AAA video games do not feature characters with non-cisgender identities as prominently or as positively in comparison to characters with queer sexualities. Within the Dragon Age universe, a series usually lauded for its depiction of queer characters (Shaw & Friesem, 2016), the only transgender woman appears in a mobile game and her identity is only critically discussed in a comic book separate from the games. Her trans male counterpart, Cremisius “Krem” Aclassi, has been described as a “rare example” among depictions of transgender men (Shaw & Friesem, 2016). He plays a supporting character role in Dragon Age: Inquisition (Bioware, 2014), in which he discusses his gender identity with the player character. While developers designed Krem’s character thoughtfully, players still rewrite opportunities to interact with Krem in ways that the game did not originally allow. Dragon Age: Inquisition is an example of a game that does include transgender characters, but these characters are not an integral part of the story’s plot. Fan fiction for games such as this one often rewrites or expands on the roles of transgender characters in the games. In the case of Dragon Age, players will also frequently rewrite their player character as transgender, non-binary, or genderqueer, signposting these identities in the stories’ tags.

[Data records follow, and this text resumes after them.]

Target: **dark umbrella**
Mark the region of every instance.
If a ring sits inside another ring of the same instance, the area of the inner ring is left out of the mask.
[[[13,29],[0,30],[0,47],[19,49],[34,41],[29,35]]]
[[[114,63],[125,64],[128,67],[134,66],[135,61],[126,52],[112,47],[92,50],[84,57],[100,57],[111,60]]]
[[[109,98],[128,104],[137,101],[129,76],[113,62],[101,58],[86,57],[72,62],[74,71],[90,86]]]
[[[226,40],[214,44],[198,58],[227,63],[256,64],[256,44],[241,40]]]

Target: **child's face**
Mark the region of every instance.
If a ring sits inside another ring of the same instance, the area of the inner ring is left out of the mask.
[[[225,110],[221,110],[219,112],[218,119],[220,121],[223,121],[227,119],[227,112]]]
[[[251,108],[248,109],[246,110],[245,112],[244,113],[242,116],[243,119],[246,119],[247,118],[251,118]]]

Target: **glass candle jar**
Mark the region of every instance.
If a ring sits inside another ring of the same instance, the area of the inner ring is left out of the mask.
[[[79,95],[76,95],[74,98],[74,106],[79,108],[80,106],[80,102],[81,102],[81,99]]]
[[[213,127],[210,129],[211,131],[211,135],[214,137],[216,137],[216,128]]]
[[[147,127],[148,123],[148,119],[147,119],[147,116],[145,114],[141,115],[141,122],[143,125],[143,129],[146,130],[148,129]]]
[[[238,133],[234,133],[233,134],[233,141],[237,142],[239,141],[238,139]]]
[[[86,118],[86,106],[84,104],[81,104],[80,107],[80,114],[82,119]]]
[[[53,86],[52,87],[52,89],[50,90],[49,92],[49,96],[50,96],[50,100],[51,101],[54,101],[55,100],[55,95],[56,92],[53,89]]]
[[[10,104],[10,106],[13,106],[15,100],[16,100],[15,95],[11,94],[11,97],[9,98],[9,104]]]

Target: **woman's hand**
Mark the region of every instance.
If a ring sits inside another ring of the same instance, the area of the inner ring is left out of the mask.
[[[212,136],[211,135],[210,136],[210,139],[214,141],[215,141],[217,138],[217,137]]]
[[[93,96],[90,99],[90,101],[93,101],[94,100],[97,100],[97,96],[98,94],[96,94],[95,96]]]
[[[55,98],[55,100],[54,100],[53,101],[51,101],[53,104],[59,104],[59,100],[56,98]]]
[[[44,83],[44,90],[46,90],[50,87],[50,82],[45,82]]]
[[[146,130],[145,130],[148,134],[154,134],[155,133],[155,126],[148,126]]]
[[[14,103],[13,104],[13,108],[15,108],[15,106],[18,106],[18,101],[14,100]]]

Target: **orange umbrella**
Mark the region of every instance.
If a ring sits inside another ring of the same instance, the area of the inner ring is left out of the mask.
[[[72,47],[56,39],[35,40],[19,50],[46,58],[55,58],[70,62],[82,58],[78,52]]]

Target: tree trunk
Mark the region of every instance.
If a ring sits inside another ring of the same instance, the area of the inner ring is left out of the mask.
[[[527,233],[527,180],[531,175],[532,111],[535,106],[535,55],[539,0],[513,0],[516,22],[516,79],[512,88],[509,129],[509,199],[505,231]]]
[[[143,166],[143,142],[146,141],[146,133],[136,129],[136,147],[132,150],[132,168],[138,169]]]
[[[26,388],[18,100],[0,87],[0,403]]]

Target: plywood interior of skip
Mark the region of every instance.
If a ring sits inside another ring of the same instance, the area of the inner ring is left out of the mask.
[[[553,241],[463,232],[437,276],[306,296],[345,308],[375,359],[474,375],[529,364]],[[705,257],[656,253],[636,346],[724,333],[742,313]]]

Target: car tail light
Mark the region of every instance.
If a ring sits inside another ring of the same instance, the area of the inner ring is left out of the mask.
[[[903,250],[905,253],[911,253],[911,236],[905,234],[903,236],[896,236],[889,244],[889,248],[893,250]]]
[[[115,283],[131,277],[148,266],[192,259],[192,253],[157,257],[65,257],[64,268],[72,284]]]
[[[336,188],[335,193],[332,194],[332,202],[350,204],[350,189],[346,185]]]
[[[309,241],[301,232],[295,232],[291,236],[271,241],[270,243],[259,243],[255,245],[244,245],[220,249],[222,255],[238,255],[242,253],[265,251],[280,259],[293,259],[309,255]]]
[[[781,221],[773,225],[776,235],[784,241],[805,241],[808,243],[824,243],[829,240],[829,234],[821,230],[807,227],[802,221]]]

Currently, the only game with a wide-reaching audience that allows a person to play explicitly as a transgender character or become romantically involved with a transgender character is Dream Daddy: A Dad Dating Simulator (Game Grumps, 2017). While not a big-budget AAA game, Dream Daddy achieved wider recognition than most independent, small-budget games get, and as a result affected a broader gaming audience than most independent titles. Dream Daddy features a trans male romance option, Damian Bloodmarch, who discloses his identity through character dialogue late into his romantic arc. The game also allows the player to code their male character as trans by selecting a “binder” (a common article of clothing for transgender men) to wear in the character creation menu. Out of 936 Dream Daddy entries on AO3, 226 of those feature stories about non-cisgender identities, making up over 24 percent of the game’s archive entries, an overwhelming percentage compared to other fandoms. In comparison, the Borderlands series is the next closest category with its non-cisgender fan fiction at 3.73 percent. The presence of more fine-grained-choice around gender identity seems to have encouraged writers to engage with gender identity much more than in other game fandoms.

While Dream Daddy is a positive step for media depictions of transgender men, representation of transgender women and other non-cisgender identities still lags behind. For example, the majority of stories about transgender women in AO3 are rewrites of cisgender characters. Where there is no adequate representation, our findings suggest that people author their own. Within fan fiction that relates to the Dragon Age franchise, for example, a popular tag is “Trans Inquisitor,” which is used to signal that the player character, the Inquisitor, is transgender. Usually, clarification accompanies this tag: “trans female character” or “trans male character.” In one instance, an author writes about the character’s identity shift within a tag: “Male Trevelyan (sort of but not really; just until she realizes she's not a he).” Another author takes cisgender, straight female characters from the Mass Effect franchise and uses tags to communicate both their gender identities and sexuality: “trans Miranda, Genderqueer Jack, they’re just in love ok.”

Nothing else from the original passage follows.